Reporter: Pratama Guitarra | Editor: Yudho Winarto
JAKARTA. Pemerintah akan fokus untuk mengoptimalkan pasokan batubara bagi Pembangkit Listrik Tenaga Uap (PLTU) dari batubara. Kementerian Energi Dan Sumber Daya Mineral (ESDM) memprediksi kebutuhan listrik setiap tahunnya akan terus mengalami peningkatan seiring dengan pertumbuhan ekonomi Indonesia.
Direktur Jenderal Kelistrikan ESDM Jarman mengatakan, kebutuhan listrik sampai di tahun 2022 bakal meningkat signifikan sehingga perlu menambah kapasitas mencapai 59.000 mega watt (MW). "Kebutuhan listrik kita sesuai Rencana Usaha Penyediaan Tenaga Listrik (RUPTL) PT PLN (Persero) dari 2012-2022 itu mencapai 59.000 MW. Kami akan fokus pada pengembangan batubara bagi PLTU," kata Jarman, Kamis (4/9).

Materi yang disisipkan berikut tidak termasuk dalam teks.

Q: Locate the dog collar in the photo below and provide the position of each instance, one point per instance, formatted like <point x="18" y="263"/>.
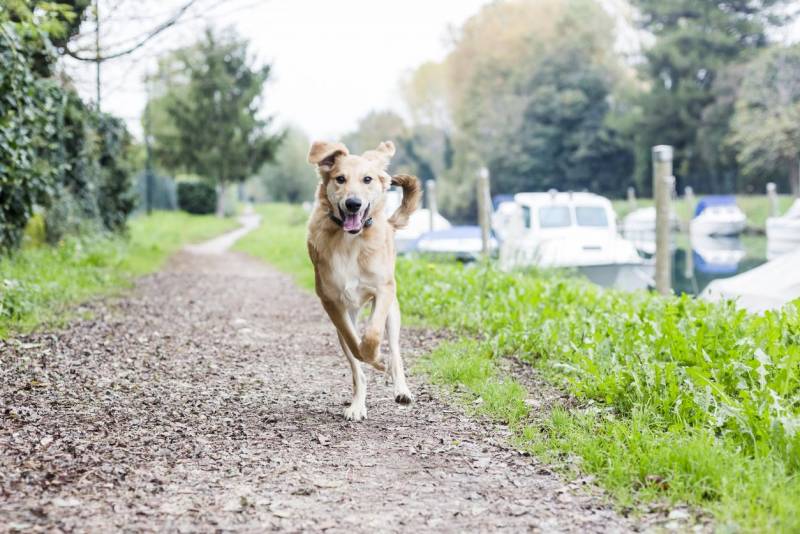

Menurut Jarman, Indonesia memiliki banyak cadangan pasokan batubara sehingga lebih layak diperhitungkan untuk dipergunakan.“Kedepan, diperkirakan, hingga 10 tahun kedepan, batubara akan tetap menjadi pemasok utama bahan bakar pembangkit di Asia Tenggara,” terangnya.
Dia mengatakan, ada tiga faktor yang harus diperhatikan dalam pemakaian batubara. Yakni, pertama masalah sekuriti pasokan batubara, kedua, keekonomian dan ketiga lingkungan. “Faktor lingkungan itu harus diperhatikan, jangan membakar batubara saja tapi environmentalnya tidak terpenuh, karena kita tahu batubara itu menghasilkan emisi yang cukup besar, karena itulah perlu dicari teknologi yang dapat memenuhi tiga kriteria tadi,” tuturnya.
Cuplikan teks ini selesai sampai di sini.